Every Faith had something valuable to contribute to world. Each of us were "equal" in dignity. No spiritual path had a "monopoly on truth." Yada Yada Yada.

Then I met Jon.

My tall, thin boyfriend was a Catholic. No surprises, there. He had some odd New Age/Buddhism influences in his Christian thought. No surprises. Jon never said anything odd about Jesus that I hadn't heard a thousand time before by other college students.

The surprising thing, was that I, Miss laid back Christian girl, suddenly cared deeply about he thought about this Jesus Guy. I wanted to correct my sweet boyfriend's mistakes.

So I started arguing with him. I mean, it was INTENSE. One time I remember fighting so intensely about this crazy issue of "if Jesus said no to dying on the cross could God have found a replacement." Jon said "yes." I started yelling at Jon in the car "God only had ONE son. No one could have taken over his place." We were arguing so passionately that neither recognized that we took a wrong turn on the high way. After one hour, we suddenly saw the Mackinaw Bridge in front of us--telling us that we had gone North on a central Michigan highway instead of South!

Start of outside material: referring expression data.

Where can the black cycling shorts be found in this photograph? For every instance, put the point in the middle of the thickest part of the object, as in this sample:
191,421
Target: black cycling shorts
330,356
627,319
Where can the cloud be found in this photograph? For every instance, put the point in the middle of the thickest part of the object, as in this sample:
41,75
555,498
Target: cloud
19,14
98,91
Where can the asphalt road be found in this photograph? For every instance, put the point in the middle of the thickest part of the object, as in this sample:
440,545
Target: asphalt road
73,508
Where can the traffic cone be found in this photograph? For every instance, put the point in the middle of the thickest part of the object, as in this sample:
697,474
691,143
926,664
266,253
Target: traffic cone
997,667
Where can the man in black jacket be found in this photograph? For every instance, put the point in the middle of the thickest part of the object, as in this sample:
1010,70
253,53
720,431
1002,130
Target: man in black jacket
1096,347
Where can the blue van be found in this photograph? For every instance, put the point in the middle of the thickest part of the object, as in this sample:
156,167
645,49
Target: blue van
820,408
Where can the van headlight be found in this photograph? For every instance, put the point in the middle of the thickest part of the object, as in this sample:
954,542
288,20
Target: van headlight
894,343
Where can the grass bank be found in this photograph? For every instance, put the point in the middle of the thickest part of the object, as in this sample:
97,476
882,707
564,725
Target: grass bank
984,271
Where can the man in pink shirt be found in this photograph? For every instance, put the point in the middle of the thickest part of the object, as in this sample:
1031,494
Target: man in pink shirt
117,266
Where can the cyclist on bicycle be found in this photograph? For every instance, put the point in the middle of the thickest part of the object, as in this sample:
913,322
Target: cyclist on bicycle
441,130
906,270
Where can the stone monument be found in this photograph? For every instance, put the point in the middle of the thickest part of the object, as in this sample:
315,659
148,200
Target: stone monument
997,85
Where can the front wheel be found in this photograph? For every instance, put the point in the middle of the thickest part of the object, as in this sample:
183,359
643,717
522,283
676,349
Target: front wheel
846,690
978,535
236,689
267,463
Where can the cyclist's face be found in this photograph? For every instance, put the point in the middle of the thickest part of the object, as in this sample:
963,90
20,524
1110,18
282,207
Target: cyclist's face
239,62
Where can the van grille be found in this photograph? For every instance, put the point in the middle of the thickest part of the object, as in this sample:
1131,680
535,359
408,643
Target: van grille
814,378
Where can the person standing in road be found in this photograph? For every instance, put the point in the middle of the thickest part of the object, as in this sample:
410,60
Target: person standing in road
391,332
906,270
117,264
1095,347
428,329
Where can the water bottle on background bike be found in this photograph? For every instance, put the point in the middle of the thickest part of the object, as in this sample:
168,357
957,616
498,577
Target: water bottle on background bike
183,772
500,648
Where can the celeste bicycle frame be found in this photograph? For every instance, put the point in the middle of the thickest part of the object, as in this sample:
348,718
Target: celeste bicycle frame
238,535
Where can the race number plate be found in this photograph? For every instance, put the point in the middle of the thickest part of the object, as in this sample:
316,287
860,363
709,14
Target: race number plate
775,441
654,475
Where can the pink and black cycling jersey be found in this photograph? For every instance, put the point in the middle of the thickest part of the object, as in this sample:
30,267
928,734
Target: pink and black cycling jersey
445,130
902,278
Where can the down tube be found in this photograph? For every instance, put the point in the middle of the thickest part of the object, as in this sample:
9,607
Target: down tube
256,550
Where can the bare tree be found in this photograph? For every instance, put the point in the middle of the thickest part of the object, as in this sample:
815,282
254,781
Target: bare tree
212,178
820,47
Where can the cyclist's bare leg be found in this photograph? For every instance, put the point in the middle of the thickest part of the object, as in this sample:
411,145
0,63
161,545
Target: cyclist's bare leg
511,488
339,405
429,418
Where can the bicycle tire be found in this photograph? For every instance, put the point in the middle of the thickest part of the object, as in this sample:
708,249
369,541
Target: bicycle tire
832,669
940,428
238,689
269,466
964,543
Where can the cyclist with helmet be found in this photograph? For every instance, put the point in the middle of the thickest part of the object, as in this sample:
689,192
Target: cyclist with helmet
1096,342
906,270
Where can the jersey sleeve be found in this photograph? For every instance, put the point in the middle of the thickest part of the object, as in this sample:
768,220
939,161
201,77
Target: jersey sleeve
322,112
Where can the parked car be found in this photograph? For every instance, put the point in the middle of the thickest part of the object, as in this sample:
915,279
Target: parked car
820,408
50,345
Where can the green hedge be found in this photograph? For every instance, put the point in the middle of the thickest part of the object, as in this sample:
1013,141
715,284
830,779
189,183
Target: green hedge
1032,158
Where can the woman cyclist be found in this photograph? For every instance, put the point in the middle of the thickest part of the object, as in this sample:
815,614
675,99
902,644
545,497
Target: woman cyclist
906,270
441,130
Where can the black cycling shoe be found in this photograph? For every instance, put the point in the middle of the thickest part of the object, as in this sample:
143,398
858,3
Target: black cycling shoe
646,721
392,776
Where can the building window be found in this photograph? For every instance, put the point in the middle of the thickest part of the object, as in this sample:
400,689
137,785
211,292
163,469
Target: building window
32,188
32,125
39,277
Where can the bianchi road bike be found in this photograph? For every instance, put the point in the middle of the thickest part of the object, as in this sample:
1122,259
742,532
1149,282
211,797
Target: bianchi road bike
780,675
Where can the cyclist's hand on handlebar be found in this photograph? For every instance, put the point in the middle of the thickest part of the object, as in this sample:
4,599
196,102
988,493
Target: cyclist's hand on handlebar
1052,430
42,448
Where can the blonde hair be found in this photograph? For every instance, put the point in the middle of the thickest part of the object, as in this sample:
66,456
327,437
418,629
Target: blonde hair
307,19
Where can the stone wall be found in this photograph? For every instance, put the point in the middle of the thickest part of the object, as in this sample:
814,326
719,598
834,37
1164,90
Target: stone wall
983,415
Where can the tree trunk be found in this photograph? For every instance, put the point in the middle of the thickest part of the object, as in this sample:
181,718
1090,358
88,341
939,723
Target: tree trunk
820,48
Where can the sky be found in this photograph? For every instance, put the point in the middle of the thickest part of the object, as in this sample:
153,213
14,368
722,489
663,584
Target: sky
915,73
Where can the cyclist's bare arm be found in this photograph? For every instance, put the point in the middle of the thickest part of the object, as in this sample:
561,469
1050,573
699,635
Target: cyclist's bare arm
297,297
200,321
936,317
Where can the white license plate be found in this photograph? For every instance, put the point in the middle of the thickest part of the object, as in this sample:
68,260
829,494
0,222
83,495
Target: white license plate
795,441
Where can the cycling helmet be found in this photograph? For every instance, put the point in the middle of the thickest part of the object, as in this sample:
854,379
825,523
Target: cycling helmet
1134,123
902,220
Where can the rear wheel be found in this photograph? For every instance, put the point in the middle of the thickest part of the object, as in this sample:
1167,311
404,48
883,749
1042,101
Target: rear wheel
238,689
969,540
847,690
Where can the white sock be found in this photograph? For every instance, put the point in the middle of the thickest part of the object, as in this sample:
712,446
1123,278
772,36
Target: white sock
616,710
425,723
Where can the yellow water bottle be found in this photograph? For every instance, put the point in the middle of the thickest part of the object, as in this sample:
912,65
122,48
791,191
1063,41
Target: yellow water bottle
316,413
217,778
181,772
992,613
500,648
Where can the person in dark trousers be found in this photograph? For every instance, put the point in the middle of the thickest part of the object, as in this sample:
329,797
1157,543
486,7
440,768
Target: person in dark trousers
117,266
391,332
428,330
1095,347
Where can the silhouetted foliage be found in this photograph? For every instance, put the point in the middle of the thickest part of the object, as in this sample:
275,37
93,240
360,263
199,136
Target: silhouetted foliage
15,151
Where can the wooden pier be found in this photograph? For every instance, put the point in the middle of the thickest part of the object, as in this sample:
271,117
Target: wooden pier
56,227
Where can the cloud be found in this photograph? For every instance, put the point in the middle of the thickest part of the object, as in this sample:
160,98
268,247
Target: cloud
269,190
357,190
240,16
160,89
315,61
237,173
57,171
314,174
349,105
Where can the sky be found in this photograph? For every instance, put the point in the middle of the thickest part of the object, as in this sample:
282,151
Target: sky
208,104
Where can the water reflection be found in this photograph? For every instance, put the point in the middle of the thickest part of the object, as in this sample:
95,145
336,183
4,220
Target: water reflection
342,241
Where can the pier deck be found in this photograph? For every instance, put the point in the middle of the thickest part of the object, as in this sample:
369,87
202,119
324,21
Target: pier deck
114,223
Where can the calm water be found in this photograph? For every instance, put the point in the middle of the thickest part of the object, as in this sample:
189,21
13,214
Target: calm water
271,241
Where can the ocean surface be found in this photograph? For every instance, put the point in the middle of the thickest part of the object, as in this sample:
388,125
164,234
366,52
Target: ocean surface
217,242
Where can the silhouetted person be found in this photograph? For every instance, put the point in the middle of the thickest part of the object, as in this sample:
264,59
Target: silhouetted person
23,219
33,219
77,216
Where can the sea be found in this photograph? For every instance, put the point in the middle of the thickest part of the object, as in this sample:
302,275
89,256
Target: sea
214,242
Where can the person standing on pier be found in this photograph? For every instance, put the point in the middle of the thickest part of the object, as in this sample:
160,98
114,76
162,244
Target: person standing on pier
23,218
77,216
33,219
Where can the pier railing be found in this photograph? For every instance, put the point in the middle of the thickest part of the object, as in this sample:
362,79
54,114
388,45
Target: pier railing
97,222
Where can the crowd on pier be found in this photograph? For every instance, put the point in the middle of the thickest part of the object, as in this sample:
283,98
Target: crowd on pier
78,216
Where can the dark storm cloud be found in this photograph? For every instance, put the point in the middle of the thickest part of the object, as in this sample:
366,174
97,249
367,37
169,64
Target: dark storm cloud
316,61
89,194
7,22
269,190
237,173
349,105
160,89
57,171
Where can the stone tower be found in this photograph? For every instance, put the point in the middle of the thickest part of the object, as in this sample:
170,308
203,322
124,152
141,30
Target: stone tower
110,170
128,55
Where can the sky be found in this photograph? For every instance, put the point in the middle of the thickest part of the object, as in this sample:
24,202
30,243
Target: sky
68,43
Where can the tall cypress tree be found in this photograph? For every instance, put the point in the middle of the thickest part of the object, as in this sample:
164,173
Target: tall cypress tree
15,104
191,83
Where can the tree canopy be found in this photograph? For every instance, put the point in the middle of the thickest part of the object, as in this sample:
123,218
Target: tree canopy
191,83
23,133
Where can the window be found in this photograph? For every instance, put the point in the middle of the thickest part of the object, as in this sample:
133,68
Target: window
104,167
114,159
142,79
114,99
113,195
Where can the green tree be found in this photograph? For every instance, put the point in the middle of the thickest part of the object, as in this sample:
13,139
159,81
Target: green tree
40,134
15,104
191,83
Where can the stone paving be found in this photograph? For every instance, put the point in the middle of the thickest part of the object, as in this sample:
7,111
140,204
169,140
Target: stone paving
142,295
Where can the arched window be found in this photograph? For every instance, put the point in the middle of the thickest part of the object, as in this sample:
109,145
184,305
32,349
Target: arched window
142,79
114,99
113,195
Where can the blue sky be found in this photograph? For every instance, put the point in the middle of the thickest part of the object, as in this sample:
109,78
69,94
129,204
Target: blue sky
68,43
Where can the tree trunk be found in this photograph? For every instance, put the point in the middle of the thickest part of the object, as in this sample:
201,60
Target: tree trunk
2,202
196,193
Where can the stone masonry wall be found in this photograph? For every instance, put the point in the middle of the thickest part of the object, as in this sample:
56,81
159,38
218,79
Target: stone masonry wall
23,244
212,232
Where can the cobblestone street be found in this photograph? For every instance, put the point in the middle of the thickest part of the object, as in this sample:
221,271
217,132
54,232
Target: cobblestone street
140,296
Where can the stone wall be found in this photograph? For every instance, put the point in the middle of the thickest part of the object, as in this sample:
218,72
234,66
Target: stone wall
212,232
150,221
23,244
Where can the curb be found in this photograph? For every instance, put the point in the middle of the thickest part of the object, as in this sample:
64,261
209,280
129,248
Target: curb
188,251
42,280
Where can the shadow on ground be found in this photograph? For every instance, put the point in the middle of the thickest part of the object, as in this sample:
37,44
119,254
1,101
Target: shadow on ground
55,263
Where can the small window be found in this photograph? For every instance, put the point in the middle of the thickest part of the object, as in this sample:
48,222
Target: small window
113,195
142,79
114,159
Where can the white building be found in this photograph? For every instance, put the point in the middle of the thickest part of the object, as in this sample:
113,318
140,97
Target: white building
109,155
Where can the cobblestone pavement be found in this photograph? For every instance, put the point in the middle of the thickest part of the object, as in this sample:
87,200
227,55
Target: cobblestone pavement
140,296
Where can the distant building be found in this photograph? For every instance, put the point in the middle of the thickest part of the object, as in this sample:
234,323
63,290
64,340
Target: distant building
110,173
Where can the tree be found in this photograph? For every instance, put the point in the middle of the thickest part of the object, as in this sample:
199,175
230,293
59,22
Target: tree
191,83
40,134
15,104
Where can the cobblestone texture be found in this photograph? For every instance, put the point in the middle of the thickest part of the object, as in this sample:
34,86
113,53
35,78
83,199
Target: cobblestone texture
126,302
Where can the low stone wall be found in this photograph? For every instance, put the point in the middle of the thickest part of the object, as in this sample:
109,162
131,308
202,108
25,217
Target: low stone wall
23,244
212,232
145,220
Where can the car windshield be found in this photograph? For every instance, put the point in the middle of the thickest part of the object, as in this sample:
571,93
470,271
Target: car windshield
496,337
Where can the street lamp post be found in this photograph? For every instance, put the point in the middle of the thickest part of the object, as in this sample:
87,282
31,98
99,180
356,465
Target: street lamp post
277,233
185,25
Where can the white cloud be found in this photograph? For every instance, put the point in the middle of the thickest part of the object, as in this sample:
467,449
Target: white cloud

I didn't recognize this "formerly" laid back girl who was suddenly fighting so hard with her boyfriend--as if it matter what he personally thought about God. In fact, when we got engaged, I remembered our atypical fights over religion with shame. "What if this fighting spreads to other areas?" I worried.

Now that dear husband and I are both Carmelites, I laugh.

I think my deep interest in my boyfriend's personal thoughts about Jesus and God because I loved him! His religious viewpoints directly mattered to me! Jon was about to become my husband. My fellow Carmelite. The Father of my children. In our joint vocation- matrimony-- it is intensely important that BOTH of us are pointing in the right direction in matters of faith.

Sometimes fighting over Faith is a sign of True LOVE and "Tolerance" is simply lazy, self-interest.

(inspired by thoughts from He Adopted Me First and Little Catholic Bubble).